Sunday, November 3, 2013

Same Sin, Different Girl

Included in most lists of weak or dead words are very and any form of get. As a middle school English teacher, a thirteen year-old's leap from very to a more accurate word is often confused with mild adjustments: incredibly, extremely, really, and hugely.

For instance, instead of very happy a student might revise their text to really happy. I try to help students understand that if a writer suggests that something is more than happy (very happy) or that degrees of happiness exists...then a more accurate word or phrase exists. I have seen gaskets pop out of young heads when suggesting, "perhaps a simile or metaphor would be more helpful to the reader?"

Very, in all of its forms, stagnates writers--and it allows young writers to develop lazy habits. Really happy is no better than very happy.

Same sin, different girl.

In the case of get, I find students paralyzed by it. When challenged to invoke a stronger verb in its place, students think in terms of precision bombing their text rather than carpet bombing it.

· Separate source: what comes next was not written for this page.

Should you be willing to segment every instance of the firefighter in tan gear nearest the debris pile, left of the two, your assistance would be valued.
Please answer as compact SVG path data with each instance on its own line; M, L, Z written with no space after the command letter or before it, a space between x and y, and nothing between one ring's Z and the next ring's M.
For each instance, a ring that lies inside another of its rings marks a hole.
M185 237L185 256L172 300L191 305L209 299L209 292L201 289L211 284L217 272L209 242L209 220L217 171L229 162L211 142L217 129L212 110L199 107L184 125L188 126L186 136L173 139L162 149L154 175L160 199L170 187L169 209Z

They think of the pen (or keystroke) as a surgeon does a scalpel--cut out the ugly growth, stitch up the wound, and perform a little plastic surgery.

Unfortunately, revision is not that clean. Revision, even of singular words, can be messy. I want kids to see writing, and the revision of writing, as more like playing in the mud and less like performing surgery.

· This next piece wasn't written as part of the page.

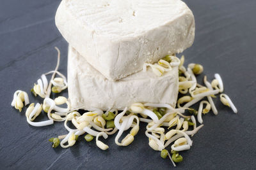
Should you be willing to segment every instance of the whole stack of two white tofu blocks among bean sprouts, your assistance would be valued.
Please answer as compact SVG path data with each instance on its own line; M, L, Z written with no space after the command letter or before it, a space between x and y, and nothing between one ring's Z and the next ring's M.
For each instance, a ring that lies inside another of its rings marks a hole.
M70 44L72 108L122 110L134 102L175 104L178 69L157 77L145 62L192 45L193 13L179 0L63 0L56 25ZM76 49L76 50L75 50Z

This is the opening of an essay by a student currently in my class:

A lot of people in less developed countries don’t get many chances, unlike the people who get advantages. We are those people, and are educated, get a decent meal, and clean water, some things that those people desperately need. But the fact is, that we overlook those things.
While it is a solid thought marred by some structural issues in the second sentence, my eyes only see three words: get, get, and get. I want her to revise this--but the common knee-jerk reaction by students would treat get like a blemish and seek the best product to cover it up. In this case, my student might revise:
...countries don't receive many chances...
...people who receive advantages...
...receive a decent meal...
For many years, students have asked, "How do I find that many different words for get?" So, they settle on the one word that camoflauges the problem.

Same sin, different girl.

After twenty years in the classroom, I finally feel confident in articulating how help students beyond suggesting find a better word--which is misleading and feeds into a student's sense of a writer as surgeon. My hope is for my current students to understand that they need to disentangle their text from those words.

Get and very, in all of their forms, are not a writer's words. They are words reserved for speech. We speak those words because time is a variable when we talk. When our brains grapple for the right word, we pause, stutter, or stall. In most cases of speech, our brain settles on the lightest words: get and very. And that is acceptable to most. I imagine less than 1% of the population would halt someone  during conversation and ask, "--get? what do you mean by get?"

As an aside, while such a person might be booed and hissed out of society, the intentions deserve a closer look. The Oxford-English dictionary lists well over 250 possible definitions for get. Quite simply, get is one, vague verb.

As writers, we have a commodity that does not exist when we speak--time. We have the time to open a dictionary or a thesaurus; we have the time to confer with peer; and we have the time to put our writing aside, and think about what we would like to write. Imagine being midstream in a reply during a conversation with a friend and walking away--to mull a better combination of words other than very happy.

No one would do that.

Yet, when we are writers, we must. Teaching students to avoid these weak words is more than a practice in developing vocabulary. We are teaching them patience and perseverance, and, more importantly, we are teaching them to stretch themselves--to not be satisfied with the first, and often lightest, word grasped. Yes, those weak words are fine during the draft stage. Yet, as a regular part of the final stages of our surface revisions, help young writers by pressing them to dig to disentangle the weakest words from their text.

And remind them, writing is more like playing in the mud then performing surgery.